The Poison Arrows – « Newfound Resolutions »

poison180Album
(File 13)
06/09/2010
Math rock

Avec d’anciens membres de Don Caballero et Atombombpocketknife dans ses rangs, The Poison Arrows est un pur produit de cette scène de Chicago qui se plait à rendre la musique plus cérébrale que la normale, en la confiant le plus souvent à des musiciens d’expérience et de talent. Arrivé au stade du deuxième album, seulement un peu plus d’un an après la sortie de « First Class And Forever », le trio a repris immédiatement le chemin de l’Electrical Audio Studio pour confier ces nouveaux morceaux à Greg Norman, associé du maitre des lieux Steve Albini. Il aura donc fallu peu de temps au combo pour remettre le couvert, chose qu’il a rapidement entrepris une fois l’osmose collective définitivement acquise.
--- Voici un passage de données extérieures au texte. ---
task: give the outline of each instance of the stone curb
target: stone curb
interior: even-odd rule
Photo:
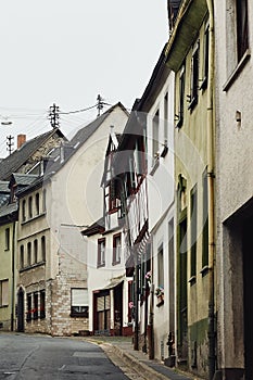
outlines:
[[[153,368],[149,367],[144,363],[138,360],[136,357],[134,357],[131,354],[128,354],[126,351],[119,349],[117,345],[113,345],[111,343],[103,343],[103,345],[107,345],[114,349],[114,352],[117,356],[119,356],[127,366],[135,369],[135,371],[146,379],[157,379],[157,380],[168,380],[169,378],[157,372]]]

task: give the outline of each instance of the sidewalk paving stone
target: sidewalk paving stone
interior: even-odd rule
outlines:
[[[162,362],[149,359],[142,351],[134,350],[130,337],[88,337],[84,338],[105,350],[106,345],[113,346],[115,353],[141,376],[141,379],[152,380],[201,380],[190,373],[185,373],[178,369],[166,367]],[[106,350],[105,350],[106,351]]]

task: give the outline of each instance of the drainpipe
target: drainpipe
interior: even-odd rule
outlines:
[[[214,228],[214,4],[206,0],[210,14],[210,58],[207,86],[207,189],[208,189],[208,380],[215,372],[215,328],[214,328],[214,264],[215,264],[215,228]]]
[[[12,300],[11,300],[11,331],[14,331],[14,307],[15,307],[15,229],[16,223],[12,225]]]
[[[137,255],[137,252],[135,252]],[[135,266],[135,344],[134,350],[139,350],[139,265],[138,257],[135,258],[137,261]]]

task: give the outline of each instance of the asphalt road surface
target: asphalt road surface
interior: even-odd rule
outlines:
[[[128,377],[96,344],[1,332],[0,379],[127,380]]]

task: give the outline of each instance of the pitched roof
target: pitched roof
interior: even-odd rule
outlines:
[[[18,197],[30,191],[31,188],[36,188],[45,180],[49,179],[55,173],[58,173],[117,106],[119,106],[127,115],[129,115],[124,105],[121,102],[118,102],[115,105],[111,106],[107,111],[105,111],[101,116],[97,117],[93,122],[79,129],[69,142],[54,149],[54,151],[52,152],[53,160],[49,162],[49,165],[45,170],[43,177],[37,178],[30,185],[30,187],[18,191]],[[61,150],[63,150],[64,160],[61,160]]]
[[[100,117],[96,118],[93,122],[78,130],[77,134],[72,138],[71,143],[73,145],[77,144],[78,142],[81,144],[86,140],[88,140],[88,138],[98,129],[98,127],[116,109],[116,106],[119,106],[127,115],[129,115],[124,105],[121,102],[118,102],[115,105],[111,106],[111,109],[105,111]]]
[[[18,168],[54,134],[64,137],[59,128],[52,129],[26,141],[20,149],[16,149],[7,159],[2,160],[0,163],[0,179],[9,179],[11,174],[17,172]]]

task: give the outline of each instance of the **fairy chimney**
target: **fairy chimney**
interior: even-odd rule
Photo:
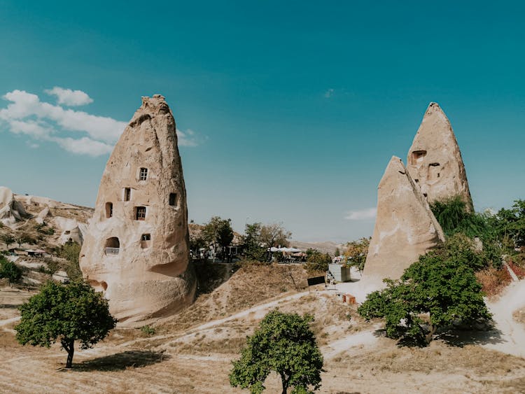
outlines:
[[[162,96],[142,97],[115,146],[80,266],[124,325],[144,324],[193,301],[186,188],[175,120]]]
[[[437,103],[426,108],[408,152],[407,169],[429,203],[459,195],[473,210],[456,136]]]
[[[360,287],[365,293],[398,279],[419,255],[444,240],[428,203],[401,159],[393,156],[377,188],[377,216]]]

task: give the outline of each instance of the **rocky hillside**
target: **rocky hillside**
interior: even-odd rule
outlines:
[[[93,209],[0,187],[0,251],[38,248],[47,251],[69,240],[80,244]],[[8,236],[13,239],[9,244]]]

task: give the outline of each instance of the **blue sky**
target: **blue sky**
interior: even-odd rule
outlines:
[[[523,3],[189,3],[0,0],[0,185],[92,206],[120,126],[160,93],[196,223],[370,235],[430,101],[476,209],[525,198]]]

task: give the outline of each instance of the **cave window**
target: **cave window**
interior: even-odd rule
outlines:
[[[151,241],[150,234],[143,234],[141,237],[141,248],[146,249],[150,247],[150,242]]]
[[[177,193],[169,193],[169,205],[175,206],[177,204]]]
[[[135,207],[135,220],[146,220],[146,206]]]
[[[111,216],[113,216],[113,203],[106,202],[106,217],[109,218]]]
[[[116,237],[111,237],[106,240],[104,252],[106,255],[118,255],[120,249],[120,241]]]
[[[411,156],[411,164],[416,164],[421,162],[425,156],[426,156],[426,150],[414,150]]]
[[[148,178],[148,169],[141,167],[139,174],[139,179],[146,181]]]

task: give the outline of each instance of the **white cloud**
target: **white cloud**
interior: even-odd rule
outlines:
[[[53,138],[52,141],[66,150],[80,155],[99,156],[100,155],[110,153],[113,150],[113,145],[94,141],[88,137],[82,137],[80,139],[69,137]]]
[[[93,102],[93,99],[82,90],[71,90],[55,86],[44,92],[48,94],[56,96],[58,99],[58,104],[64,106],[83,106]]]
[[[56,95],[59,103],[66,105],[92,101],[80,90],[55,87],[46,92]],[[125,122],[112,118],[42,101],[36,94],[24,90],[8,92],[2,98],[9,104],[0,108],[0,131],[6,126],[13,134],[27,136],[28,143],[51,141],[73,153],[99,156],[111,152],[127,126]],[[177,130],[177,135],[180,146],[197,146],[206,139],[190,129]]]
[[[348,220],[368,220],[375,218],[376,213],[376,208],[366,208],[359,211],[349,211],[344,218]]]
[[[325,92],[326,99],[330,99],[333,95],[334,95],[334,90],[332,88],[330,88],[328,90],[326,90],[326,92]]]

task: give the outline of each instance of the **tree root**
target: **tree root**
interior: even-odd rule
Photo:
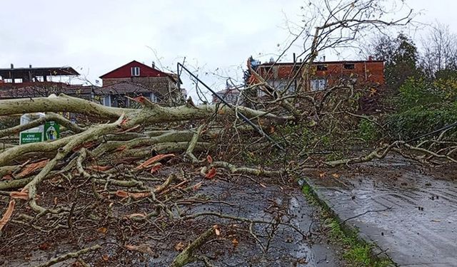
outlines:
[[[70,252],[66,254],[59,256],[59,257],[51,258],[51,260],[44,263],[36,266],[36,267],[49,267],[56,263],[58,263],[59,262],[66,261],[69,258],[78,258],[80,256],[85,254],[86,253],[98,251],[100,248],[101,248],[101,246],[100,246],[99,245],[96,245],[94,246],[91,246],[90,248],[83,248],[76,252]]]
[[[212,226],[200,235],[174,258],[170,267],[182,267],[191,262],[199,261],[199,256],[194,256],[194,251],[199,248],[210,237],[215,234],[214,231],[214,226]]]

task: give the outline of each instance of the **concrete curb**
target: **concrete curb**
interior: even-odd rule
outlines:
[[[301,189],[303,189],[306,186],[308,187],[310,189],[309,192],[318,201],[321,207],[324,209],[331,215],[332,217],[341,224],[340,226],[346,235],[356,236],[357,241],[361,244],[373,245],[371,251],[371,257],[373,257],[373,258],[379,260],[387,259],[393,263],[392,258],[386,253],[386,251],[378,246],[378,244],[376,244],[376,243],[368,236],[361,232],[358,228],[353,225],[351,225],[347,222],[341,224],[343,219],[339,216],[333,209],[332,209],[332,205],[326,199],[326,197],[321,194],[318,189],[317,189],[318,187],[317,187],[310,179],[307,177],[302,177],[301,179],[298,181],[298,184]],[[393,266],[398,266],[398,265],[393,263]]]

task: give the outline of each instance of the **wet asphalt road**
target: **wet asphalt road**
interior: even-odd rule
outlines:
[[[341,219],[386,209],[348,223],[398,266],[457,266],[457,177],[453,168],[425,168],[391,157],[330,172],[310,180]]]

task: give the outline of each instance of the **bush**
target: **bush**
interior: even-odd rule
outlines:
[[[394,139],[408,140],[457,122],[457,103],[441,108],[413,108],[387,117],[387,126]],[[455,137],[456,130],[448,132]]]
[[[388,131],[394,139],[411,140],[457,121],[457,81],[410,78],[393,102],[396,112],[386,117]]]

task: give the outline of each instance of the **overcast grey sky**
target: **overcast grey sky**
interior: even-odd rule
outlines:
[[[285,21],[299,22],[304,2],[2,0],[0,68],[70,66],[94,82],[132,60],[174,70],[186,56],[204,78],[206,72],[241,78],[250,55],[267,61],[278,52],[288,36]],[[455,0],[406,2],[422,11],[417,20],[457,31]]]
Logiquement, « Newfound Resolutions » l’emmène donc plus loin que le premier opus, et agrippe en certaines occasions quelques amis de passage, parmi lesquels Brian Case de 90 Day Men (« Interpretive Hunter », « Steely Justice ») ou Pall Jenkins de Black Heart Procession et Three Mile Pilot (« Unveiled In Sequence »). Mieux encore, il se permet quelques expérimentations remarquables, n’hésitant pas à conjuguer quatre basses et trois batteries sur certains morceaux, sans jamais qu’ils en deviennent inaudibles. Car, si ce n’est la parfaite maitrise de leurs instruments, c’est bien là l’illustration parfaite que ces trois rockeurs n’en sont pas à leurs premiers balbutiements: ce sombre et glacial « Newfound Resolutions » affiche constamment une juste mesure, une humilité pourrait on même dire, qui empêche son math rock de tomber dans la démonstration indigeste et prétentieuse. Certes, il y a bien un synthé parfois trop présent pour faire office de poil à gratter, mais ce nouvel album ne peut heureusement pas se résumer qu’à cela. Ce serait trop vite oublier le jeu de basse ultra inspiré de Patrick Morris, la rythmique indéboulonnable et totalement dénuée d’effets d’Adam Reach, et la complexité mélodique de Justin Sinkovich qui, peu à peu, dévoile un bouquet d’harmonies finalement indispensable à un album intense et parfois difficile va quand même jusqu’à dépasser les soixante-dix minutes. Il vaut mieux donc le savoir avant de s’y engouffrer tête baissée: on ne passe ni rapidement ni par hasard sur ce « Newfound Resolutions » qui demande un minimum de temps pour qu’on se l’approprie.